Missing Malaysian Airlines flight MH370 update: 6 months on - what really happened?

Flight long gone. Facebook

Six months after the aircraft mysteriously disappeared, Malaysian Airlines Flight MH370 is still nowhere to be found.

On Sept. 8, families of the missing passengers and the rest of the world commemorate the sixth month anniversary of the missing flight, although this is an event not worthy of any celebration. Flight MH370 is still missing without a single trace, and it remains as one of the biggest mysteries in the entire aviation history.  Families are still in agony while waiting for any information about their missing loved ones.

Despite the numerous efforts of the international aviation industry to locate the whereabouts of the Boeing 777, or even the bodies of any of its 239 passengers on board, none were successful. Until now, people all over the world are still speculating what really happened to the lost aircraft.

Six months after the fateful departure of the plane from Kuala Lumpur, Malaysia bound for Beijing, China, the search team still believes that the aircraft is lying somewhere in the southern part of the Indian Ocean, just several miles of the Australian coast.

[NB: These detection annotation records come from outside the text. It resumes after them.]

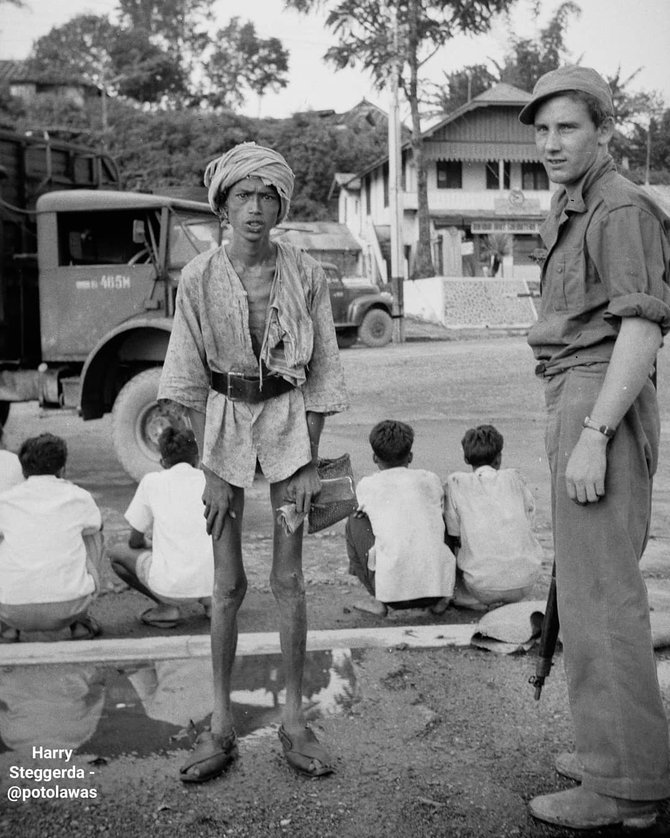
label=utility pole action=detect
[388,0,405,343]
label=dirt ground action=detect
[0,336,670,838]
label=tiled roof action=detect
[0,60,95,88]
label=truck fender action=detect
[349,294,392,326]
[79,317,172,419]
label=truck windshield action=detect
[169,211,221,268]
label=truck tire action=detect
[337,329,358,349]
[112,367,183,482]
[358,308,393,346]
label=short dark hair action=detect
[158,425,198,468]
[19,433,67,477]
[461,425,504,468]
[369,419,414,465]
[565,90,614,128]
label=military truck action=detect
[0,132,392,480]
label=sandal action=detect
[70,615,102,640]
[179,730,239,783]
[140,608,181,628]
[278,725,335,777]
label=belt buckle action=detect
[226,372,244,402]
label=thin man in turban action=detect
[159,143,347,782]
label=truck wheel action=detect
[358,308,393,346]
[337,329,358,349]
[112,367,183,482]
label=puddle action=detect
[0,649,358,757]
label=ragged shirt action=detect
[528,155,670,374]
[158,242,348,486]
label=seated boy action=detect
[444,425,543,610]
[346,419,456,616]
[109,427,214,628]
[0,433,103,642]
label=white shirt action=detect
[444,466,543,592]
[0,448,24,492]
[125,463,214,599]
[356,467,456,602]
[0,474,102,605]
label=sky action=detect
[0,0,670,117]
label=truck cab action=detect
[26,190,221,479]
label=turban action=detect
[204,143,295,223]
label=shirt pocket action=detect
[542,247,586,313]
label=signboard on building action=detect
[471,218,542,236]
[494,189,542,215]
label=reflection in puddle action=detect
[0,649,358,757]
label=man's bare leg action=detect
[211,487,247,736]
[270,481,332,776]
[270,481,307,735]
[179,481,247,783]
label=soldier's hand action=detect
[202,466,237,540]
[286,463,321,515]
[565,428,607,504]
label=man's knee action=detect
[270,570,305,601]
[212,577,247,610]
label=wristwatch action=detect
[582,416,616,439]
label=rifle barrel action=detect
[528,565,559,701]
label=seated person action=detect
[346,419,456,616]
[109,427,214,628]
[0,433,103,642]
[444,425,543,610]
[0,425,25,492]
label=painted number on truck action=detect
[76,274,130,291]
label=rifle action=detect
[528,562,558,701]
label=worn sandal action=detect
[140,607,181,628]
[278,725,335,777]
[179,730,239,783]
[70,615,102,640]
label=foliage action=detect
[498,0,581,92]
[285,0,513,277]
[109,29,186,102]
[30,0,288,109]
[426,0,581,114]
[205,17,288,107]
[29,15,119,92]
[258,112,387,221]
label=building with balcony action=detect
[333,84,552,282]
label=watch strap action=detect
[582,416,616,439]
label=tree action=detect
[285,0,513,277]
[118,0,214,104]
[426,0,581,114]
[29,15,119,92]
[204,17,289,112]
[109,29,186,102]
[29,15,184,102]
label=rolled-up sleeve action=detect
[158,265,209,413]
[303,265,349,415]
[588,205,670,334]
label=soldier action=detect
[519,67,670,829]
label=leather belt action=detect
[210,370,295,404]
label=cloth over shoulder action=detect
[356,468,456,602]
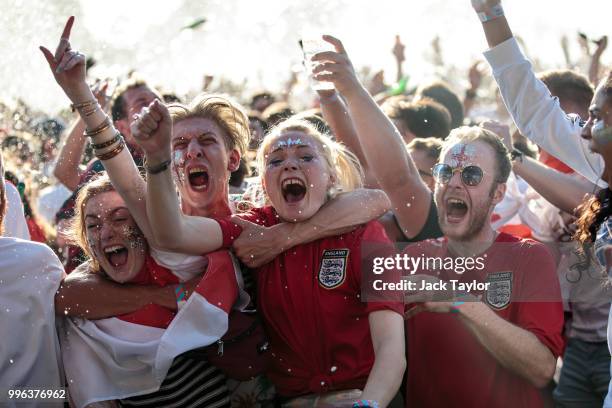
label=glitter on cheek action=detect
[450,143,476,167]
[122,225,146,250]
[591,120,612,145]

Experts are now narrowing the search zone to an approximately 23,000-square mile area.

In the last several weeks, the team designated to look for the mystery plane resumed the search using state-of-the-art water sonar equipments and video cameras in hopes of finding any parts of the aircraft.

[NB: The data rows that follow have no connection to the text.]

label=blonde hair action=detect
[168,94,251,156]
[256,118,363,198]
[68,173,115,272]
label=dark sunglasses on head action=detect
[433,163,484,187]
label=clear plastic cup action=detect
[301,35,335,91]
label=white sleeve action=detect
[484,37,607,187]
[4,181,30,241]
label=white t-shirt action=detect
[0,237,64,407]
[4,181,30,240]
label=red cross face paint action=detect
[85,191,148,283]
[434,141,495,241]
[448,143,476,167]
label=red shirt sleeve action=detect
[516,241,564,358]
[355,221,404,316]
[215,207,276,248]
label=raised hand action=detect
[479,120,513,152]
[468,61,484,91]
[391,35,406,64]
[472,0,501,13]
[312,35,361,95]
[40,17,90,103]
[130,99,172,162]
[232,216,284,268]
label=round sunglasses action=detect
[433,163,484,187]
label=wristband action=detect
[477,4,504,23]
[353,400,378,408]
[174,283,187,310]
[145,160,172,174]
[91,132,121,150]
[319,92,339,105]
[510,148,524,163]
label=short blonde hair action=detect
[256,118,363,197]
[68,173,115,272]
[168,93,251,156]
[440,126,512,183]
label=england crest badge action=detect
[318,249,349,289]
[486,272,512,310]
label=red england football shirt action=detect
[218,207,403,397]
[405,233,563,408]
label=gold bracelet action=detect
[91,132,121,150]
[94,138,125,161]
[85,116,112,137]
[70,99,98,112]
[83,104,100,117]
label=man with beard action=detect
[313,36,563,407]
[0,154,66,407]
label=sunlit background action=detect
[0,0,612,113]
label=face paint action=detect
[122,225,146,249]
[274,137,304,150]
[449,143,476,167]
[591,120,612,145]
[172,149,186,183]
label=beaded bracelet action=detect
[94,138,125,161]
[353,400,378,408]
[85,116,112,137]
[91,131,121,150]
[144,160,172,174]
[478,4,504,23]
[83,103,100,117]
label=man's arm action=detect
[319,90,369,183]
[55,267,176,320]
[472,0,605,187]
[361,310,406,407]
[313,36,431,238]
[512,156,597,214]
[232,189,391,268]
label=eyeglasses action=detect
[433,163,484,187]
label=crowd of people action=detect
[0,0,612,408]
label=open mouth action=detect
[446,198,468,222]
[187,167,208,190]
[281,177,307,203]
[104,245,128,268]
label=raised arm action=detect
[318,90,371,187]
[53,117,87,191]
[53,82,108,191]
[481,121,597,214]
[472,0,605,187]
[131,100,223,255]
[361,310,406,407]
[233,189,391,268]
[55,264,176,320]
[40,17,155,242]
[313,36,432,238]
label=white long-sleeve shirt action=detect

"That search will continue until all that is humanly possible to be done has been done to scour the probable impact zone," Prime Minister Tony Abbott of Australia told CBS News.

Since it went missing in March 8, a total of 26 countries provided their support for the search missions that were done on land, sea, and air. The teams initially focused their search in South China Sea before considering shifting their focus elsewhere.

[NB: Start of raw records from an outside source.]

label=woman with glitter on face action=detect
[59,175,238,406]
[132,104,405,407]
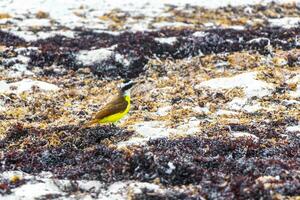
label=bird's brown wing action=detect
[94,96,128,120]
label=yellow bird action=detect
[85,80,134,126]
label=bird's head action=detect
[120,79,135,96]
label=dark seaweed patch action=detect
[1,122,300,199]
[0,28,300,78]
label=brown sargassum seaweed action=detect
[0,1,300,199]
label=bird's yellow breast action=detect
[99,95,130,123]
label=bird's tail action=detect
[82,119,98,128]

Former spokesperson from FAA Scott Brenner said, "We had so much time wasted in the beginning of the crash so we had so little data available and then the data we did have that we knew was solid was not being acted upon."

For six months, the missing Malaysian Airlines aircraft is still a mystery to the world, but to the grieving families, six months had been a very excruciatingly long time to wait for any news about their nearest and dearest.